Thursday, January 05, 2023

'A Pointless Love for Sound and Sense Allied'

I’ve been accused by an angry reader of sins committed by men dead long before my birth. I won’t go in to particulars. Such indictments now are commonplace and some of you have no doubt shared the experience. The rational mind moves to muster evidence for the defense, but that takes the soft-headed self-righteousness seriously and steels the accuser’s resolve. Such people are in it for power, not truth. 

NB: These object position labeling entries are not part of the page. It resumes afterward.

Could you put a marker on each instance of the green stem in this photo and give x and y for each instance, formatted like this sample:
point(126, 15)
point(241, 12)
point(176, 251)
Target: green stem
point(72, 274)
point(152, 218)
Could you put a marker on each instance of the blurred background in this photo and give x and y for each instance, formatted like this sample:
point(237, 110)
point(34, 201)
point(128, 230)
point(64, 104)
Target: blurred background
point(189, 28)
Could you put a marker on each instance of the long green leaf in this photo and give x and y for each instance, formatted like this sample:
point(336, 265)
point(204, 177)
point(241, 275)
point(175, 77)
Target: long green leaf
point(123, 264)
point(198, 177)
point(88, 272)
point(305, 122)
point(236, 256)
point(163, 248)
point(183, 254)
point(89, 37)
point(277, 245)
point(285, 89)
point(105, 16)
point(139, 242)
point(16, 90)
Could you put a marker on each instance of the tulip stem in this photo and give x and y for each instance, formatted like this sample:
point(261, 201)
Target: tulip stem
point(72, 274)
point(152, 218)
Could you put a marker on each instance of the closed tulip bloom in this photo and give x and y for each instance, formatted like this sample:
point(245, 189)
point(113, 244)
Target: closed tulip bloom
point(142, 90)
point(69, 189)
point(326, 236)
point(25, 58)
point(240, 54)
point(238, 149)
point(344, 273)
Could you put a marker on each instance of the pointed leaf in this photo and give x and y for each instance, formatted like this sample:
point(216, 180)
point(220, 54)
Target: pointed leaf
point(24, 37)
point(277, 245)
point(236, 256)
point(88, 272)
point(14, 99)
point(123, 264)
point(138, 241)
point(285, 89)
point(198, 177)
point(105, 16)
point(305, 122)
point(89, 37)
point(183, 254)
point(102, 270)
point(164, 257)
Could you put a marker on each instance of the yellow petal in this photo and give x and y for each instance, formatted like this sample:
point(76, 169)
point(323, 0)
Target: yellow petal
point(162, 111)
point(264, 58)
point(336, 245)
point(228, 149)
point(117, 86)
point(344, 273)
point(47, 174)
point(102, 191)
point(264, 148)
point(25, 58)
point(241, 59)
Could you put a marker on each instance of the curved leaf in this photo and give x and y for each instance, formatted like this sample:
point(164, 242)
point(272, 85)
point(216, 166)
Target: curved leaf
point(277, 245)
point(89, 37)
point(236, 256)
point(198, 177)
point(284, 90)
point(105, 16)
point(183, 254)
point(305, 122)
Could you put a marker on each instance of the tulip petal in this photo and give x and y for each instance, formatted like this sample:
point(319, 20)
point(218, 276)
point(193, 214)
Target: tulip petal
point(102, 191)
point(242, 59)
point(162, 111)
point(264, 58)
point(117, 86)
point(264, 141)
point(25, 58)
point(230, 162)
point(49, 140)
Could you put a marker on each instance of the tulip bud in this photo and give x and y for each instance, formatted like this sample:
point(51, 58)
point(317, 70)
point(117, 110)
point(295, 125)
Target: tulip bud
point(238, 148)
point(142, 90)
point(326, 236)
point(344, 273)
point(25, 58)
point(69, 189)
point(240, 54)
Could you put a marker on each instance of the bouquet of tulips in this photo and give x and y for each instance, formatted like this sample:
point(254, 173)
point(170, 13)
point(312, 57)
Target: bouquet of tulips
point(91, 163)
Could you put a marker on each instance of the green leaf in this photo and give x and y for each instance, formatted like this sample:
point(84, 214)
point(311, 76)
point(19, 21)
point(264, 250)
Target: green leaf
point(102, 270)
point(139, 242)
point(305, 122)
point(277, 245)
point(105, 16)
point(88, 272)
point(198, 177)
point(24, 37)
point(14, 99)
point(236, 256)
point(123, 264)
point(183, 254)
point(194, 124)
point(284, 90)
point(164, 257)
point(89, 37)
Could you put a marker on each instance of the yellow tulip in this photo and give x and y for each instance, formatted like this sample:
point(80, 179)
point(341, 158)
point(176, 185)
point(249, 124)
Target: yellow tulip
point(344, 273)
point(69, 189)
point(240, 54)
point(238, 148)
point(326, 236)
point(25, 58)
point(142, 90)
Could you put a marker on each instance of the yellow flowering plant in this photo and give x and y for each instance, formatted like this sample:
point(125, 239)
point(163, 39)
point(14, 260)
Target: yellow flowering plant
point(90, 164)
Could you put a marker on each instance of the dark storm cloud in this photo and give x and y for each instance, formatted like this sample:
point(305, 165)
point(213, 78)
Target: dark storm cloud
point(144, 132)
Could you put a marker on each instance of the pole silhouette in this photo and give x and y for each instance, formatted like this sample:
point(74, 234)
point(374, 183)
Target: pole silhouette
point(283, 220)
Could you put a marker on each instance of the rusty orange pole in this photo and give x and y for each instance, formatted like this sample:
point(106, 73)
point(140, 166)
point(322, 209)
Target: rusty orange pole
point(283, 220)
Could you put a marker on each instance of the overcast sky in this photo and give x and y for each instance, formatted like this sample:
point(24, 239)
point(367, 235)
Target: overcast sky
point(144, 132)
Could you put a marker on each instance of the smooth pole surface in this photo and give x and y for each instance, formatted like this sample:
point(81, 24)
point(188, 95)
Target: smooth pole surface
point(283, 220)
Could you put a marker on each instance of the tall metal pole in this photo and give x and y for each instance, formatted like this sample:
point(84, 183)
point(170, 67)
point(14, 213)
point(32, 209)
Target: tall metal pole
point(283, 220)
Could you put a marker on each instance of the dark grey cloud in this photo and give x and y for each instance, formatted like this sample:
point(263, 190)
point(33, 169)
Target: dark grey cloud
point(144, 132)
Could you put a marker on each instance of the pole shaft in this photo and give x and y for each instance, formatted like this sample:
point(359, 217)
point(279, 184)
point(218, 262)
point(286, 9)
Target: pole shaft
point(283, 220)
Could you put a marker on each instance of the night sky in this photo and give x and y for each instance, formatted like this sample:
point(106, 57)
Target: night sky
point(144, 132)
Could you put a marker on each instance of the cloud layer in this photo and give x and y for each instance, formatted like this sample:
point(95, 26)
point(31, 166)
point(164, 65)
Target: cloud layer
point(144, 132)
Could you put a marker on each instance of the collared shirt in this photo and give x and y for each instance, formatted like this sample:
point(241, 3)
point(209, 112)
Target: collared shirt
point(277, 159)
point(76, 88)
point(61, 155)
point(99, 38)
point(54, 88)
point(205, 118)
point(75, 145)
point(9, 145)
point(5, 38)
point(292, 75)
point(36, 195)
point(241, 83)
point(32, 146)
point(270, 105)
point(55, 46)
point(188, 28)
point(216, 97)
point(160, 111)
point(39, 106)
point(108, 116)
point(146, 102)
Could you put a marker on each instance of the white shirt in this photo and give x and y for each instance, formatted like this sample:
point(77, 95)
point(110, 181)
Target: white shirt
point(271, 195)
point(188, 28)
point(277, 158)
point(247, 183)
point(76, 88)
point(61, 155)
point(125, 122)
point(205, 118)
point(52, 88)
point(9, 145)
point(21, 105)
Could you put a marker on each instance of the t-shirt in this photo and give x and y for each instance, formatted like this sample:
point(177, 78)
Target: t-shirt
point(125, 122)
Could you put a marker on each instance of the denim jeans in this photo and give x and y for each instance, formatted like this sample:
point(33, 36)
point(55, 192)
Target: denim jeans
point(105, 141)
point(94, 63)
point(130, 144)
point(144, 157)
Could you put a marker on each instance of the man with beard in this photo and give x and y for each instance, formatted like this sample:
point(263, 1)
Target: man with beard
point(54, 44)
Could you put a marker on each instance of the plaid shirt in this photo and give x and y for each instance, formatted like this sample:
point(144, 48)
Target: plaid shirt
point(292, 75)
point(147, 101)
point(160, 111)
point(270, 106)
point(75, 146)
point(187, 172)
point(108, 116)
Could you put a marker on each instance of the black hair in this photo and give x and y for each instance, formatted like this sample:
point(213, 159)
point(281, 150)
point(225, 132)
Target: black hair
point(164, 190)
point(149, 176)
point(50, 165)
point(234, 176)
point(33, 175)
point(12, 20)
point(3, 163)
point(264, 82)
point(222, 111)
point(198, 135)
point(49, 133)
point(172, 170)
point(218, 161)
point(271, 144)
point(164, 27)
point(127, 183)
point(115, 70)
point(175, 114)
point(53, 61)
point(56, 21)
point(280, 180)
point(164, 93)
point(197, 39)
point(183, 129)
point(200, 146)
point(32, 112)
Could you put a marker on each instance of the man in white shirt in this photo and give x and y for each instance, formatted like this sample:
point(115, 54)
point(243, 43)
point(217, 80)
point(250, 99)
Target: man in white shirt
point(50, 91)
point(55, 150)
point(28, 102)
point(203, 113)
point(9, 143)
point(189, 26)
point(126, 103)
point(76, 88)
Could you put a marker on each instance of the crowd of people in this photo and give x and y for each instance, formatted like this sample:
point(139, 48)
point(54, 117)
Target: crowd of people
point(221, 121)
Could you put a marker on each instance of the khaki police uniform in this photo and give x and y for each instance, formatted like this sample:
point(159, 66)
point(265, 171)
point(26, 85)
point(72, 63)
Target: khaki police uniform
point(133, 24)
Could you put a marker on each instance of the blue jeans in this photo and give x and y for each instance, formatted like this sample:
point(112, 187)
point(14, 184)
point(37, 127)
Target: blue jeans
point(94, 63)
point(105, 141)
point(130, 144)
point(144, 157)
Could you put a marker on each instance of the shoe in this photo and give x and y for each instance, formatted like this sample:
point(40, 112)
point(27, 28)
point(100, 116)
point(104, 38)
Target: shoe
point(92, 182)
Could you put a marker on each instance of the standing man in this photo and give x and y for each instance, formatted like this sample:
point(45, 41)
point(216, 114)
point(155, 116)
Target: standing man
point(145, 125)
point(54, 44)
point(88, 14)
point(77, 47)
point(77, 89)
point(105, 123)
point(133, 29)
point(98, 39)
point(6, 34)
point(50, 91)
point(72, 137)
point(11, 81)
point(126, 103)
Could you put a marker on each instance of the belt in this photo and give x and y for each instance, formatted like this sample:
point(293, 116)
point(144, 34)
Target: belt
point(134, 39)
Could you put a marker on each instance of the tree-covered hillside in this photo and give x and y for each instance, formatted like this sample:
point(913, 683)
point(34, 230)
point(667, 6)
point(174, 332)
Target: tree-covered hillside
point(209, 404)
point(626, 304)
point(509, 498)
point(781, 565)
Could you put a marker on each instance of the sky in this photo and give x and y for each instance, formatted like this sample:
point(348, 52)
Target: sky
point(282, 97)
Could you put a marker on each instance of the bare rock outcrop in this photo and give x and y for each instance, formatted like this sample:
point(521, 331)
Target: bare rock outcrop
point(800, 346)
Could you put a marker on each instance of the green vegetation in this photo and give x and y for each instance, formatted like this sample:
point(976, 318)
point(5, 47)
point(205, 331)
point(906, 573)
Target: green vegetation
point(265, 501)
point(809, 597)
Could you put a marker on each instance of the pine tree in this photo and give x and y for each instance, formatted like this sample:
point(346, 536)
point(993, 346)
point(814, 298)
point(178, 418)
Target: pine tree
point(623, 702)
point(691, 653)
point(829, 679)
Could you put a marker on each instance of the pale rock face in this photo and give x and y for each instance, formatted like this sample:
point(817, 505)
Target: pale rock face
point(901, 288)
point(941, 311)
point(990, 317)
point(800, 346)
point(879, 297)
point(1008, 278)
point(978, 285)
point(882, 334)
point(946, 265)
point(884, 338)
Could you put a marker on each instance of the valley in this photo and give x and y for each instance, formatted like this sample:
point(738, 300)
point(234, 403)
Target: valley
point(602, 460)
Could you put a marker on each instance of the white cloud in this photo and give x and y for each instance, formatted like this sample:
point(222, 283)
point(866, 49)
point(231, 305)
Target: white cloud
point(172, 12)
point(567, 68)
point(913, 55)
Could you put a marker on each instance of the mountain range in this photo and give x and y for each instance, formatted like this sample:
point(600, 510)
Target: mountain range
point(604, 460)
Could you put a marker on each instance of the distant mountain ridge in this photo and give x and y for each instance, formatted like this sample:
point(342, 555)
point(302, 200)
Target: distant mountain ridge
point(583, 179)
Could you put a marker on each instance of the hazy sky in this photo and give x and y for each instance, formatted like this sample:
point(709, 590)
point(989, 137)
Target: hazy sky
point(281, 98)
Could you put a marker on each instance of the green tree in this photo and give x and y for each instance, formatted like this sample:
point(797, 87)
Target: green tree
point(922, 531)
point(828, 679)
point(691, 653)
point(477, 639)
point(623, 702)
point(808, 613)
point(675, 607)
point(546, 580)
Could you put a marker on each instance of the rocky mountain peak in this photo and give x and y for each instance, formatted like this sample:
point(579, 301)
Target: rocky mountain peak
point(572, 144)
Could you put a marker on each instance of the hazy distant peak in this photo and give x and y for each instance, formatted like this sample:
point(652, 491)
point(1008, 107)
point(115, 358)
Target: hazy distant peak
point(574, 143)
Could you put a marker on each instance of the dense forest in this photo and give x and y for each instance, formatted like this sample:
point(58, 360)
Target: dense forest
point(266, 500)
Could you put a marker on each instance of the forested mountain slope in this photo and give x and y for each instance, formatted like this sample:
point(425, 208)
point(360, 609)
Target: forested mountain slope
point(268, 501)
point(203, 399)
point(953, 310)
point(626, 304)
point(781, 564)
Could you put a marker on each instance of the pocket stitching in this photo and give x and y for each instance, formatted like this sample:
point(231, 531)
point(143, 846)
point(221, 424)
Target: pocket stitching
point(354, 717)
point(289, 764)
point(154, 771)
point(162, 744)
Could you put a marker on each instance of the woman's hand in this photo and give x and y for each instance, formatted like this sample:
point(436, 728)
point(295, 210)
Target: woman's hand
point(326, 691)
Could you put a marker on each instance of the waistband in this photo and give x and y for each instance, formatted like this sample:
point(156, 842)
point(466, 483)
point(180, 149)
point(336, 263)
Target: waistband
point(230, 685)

Dick Davis addresses his poem “To Eshqi” to Mirzadeh Eshghi (né Sayed Mohammad Reza Kordestani), an Iranian poet murdered by his country’s secret police in 1924. It begins, “I’m someone you wouldn’t want to know.” Born in England, Davis and his Iranian-born wife fled Iran in 1979 after the start of the Islamic Revolution and eventually settled in the U.S. Eric Ormsby has called him “the finest translator of Persian poetry since Edward Fitzgerald.” Davis says Eshqi would have considered him the embodiment of “England’s avarice and treachery.” He writes:

 

“I’m used by now to acting out the son

The fathers’ sins are visited upon –

Imputed sins or true, it’s all the same:

The ache is real enough, and so’s the blame.”

 

Davis looks for commonality between himself and Eshqi. There’s “wandering,” “Long years in self-elected banishment,” with his language held against him. Davis wonders if that could have pushed the Iranian into poetry:

 

“The sudden sense that language is a maze,

That meaning mystifies, that sound betrays?

And then the sense that if this sense were true

You might as well exploit what threatened you?

Above all, words themselves, and poetry –

I see in you what I once felt in me,

A kind of drunkenness for what the past

and language lend us, and which will not last,

A pointless love for sound and sense allied,

Bequeathed by all the poets who have died.”

 

Davis tells Eshqi that he has become his “would-be friend,” like members of a guild, practitioners of the same craft. It’s a touching, futile declaration; too little, too late -- and Davis knows it. He concludes the poem:

 

“Dear poet, here, too late, is sympathy,

Late friendship from a helpless enemy –

An unavailing monologue, but made

In homage to your absent, angry shade.”

 

Some differences, whether true or otherwise, can never be resolved. Some people can’t be happy without being miserable.


[“To Eshqi” is collected in Davis’ Touchwood (Anvil Press, 1996) and in Love in Another Language: Collected Poems and Selected Translations (Carcanet, 2017).]

1 comment:

John Dieffenbach said...

"Such people are in it for power, not truth."
A profound reflection on the state of dialogue today.